In Iraq, a U.S. Marine helicopter was shot down in the southern city of Najaf during clashes between U.S. forces and fighters loyal to a radical Shi'ite cleric there. But some good news amid the non-ending violence: Iraqi athletes are celebrated ahead of their trip to the Olympics.
U.S. forces clashed with militia loyal to radical Muslim cleric Moqtada al-Sadr in Baghdad and the southern city of Najaf. The cleric led a rebellion earlier this year against the U.S.-led occupation and once again has called on his followers to rise up against U.S. forces.
A military spokesman says local authorities in Najaf requested U.S. help after al-Sadr supporters attacked the main police station.
A Marine helicopter was shot down during the fighting.
A car bomb outside a police station in another town south of Baghdad has killed at least five people.

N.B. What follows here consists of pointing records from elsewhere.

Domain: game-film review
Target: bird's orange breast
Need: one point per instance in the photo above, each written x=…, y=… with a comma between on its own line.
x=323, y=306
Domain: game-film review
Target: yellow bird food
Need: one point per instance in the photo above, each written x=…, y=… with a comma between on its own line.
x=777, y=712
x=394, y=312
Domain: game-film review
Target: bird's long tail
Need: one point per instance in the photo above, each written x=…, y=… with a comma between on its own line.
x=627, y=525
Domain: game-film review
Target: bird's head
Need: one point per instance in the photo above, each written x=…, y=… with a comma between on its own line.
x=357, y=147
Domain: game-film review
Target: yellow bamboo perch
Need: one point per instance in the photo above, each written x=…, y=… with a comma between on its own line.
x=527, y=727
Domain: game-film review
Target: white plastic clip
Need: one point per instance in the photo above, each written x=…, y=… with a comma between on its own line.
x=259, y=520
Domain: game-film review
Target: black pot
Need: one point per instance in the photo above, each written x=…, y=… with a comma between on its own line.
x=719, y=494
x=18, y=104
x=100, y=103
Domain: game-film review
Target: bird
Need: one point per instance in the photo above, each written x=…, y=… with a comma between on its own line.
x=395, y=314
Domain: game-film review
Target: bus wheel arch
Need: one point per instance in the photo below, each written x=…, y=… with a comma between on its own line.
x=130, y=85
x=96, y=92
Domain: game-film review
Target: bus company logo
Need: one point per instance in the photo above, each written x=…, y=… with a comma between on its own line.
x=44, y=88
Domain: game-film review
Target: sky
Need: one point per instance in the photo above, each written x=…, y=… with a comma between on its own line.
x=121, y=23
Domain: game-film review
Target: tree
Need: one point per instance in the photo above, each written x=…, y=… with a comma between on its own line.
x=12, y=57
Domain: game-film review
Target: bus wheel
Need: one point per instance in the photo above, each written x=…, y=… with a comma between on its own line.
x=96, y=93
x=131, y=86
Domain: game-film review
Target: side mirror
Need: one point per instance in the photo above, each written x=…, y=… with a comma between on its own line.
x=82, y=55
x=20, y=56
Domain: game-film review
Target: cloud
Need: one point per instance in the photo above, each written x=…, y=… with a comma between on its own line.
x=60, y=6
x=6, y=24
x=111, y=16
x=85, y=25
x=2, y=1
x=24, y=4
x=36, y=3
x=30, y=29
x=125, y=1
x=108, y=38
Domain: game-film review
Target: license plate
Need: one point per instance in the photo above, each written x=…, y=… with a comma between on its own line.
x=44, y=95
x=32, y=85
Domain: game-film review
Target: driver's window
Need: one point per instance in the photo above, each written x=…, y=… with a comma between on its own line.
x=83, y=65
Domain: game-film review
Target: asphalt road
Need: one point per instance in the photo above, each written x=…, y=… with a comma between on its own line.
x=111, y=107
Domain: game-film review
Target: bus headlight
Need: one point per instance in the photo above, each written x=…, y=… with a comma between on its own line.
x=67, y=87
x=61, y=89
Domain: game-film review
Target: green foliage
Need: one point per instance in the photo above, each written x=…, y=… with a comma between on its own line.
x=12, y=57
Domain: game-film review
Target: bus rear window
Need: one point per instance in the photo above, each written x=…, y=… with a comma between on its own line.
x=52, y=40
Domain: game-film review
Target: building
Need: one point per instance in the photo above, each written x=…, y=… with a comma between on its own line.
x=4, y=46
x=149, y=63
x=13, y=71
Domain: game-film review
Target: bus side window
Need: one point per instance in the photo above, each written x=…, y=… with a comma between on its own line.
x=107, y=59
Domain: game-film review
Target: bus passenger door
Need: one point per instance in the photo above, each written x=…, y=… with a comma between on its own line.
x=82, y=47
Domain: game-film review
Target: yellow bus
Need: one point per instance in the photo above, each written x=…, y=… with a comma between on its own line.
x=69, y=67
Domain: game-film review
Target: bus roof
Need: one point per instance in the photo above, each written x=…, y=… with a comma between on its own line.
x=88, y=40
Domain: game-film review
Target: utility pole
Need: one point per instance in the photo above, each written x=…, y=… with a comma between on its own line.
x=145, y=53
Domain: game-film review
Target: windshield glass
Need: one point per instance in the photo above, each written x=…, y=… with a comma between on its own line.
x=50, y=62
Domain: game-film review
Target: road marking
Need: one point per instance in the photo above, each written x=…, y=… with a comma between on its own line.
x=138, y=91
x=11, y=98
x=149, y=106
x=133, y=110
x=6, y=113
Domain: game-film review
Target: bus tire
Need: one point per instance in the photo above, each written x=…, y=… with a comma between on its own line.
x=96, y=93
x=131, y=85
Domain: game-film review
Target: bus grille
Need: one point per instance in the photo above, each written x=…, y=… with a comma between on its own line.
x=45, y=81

Four Jordanians who had been held hostage in Iraq have returned home to the relief of families and friends. They had been held captive more than a week and then freed late Tuesday in a raid on their hideout in the western city of Fallujah.
In the United States, the military pretrial hearing opened this week for a female soldier accused of abusing Iraqi detainees at the Abu Ghraib prison. Private first class Lynndie England, who is facing a court-martial, was photographed holding a naked Iraqi prisoner on a leash. Detainees have identified private England as one of the soldiers who had abused and humiliated them.
Iraqis had some good news on Thursday.
Iraq's National Olympic Committee celebrates Iraqi athletes who will represent their country at the Olympic games in Athens later this month.
Committee member Ahmed Abd al Ghafour al Hajiye:
"This is one of the greatest things in our job, to prepare an Olympic team, and in short time," Mr. al Hajiye said. "Certainly we have lack of fields, facilities and equipment to be there, but thankfully we have received help from some friendly countries to reach Athens."
Mr. Gharfour is hoping Iraq can finish in the top six in weightlifting or boxing.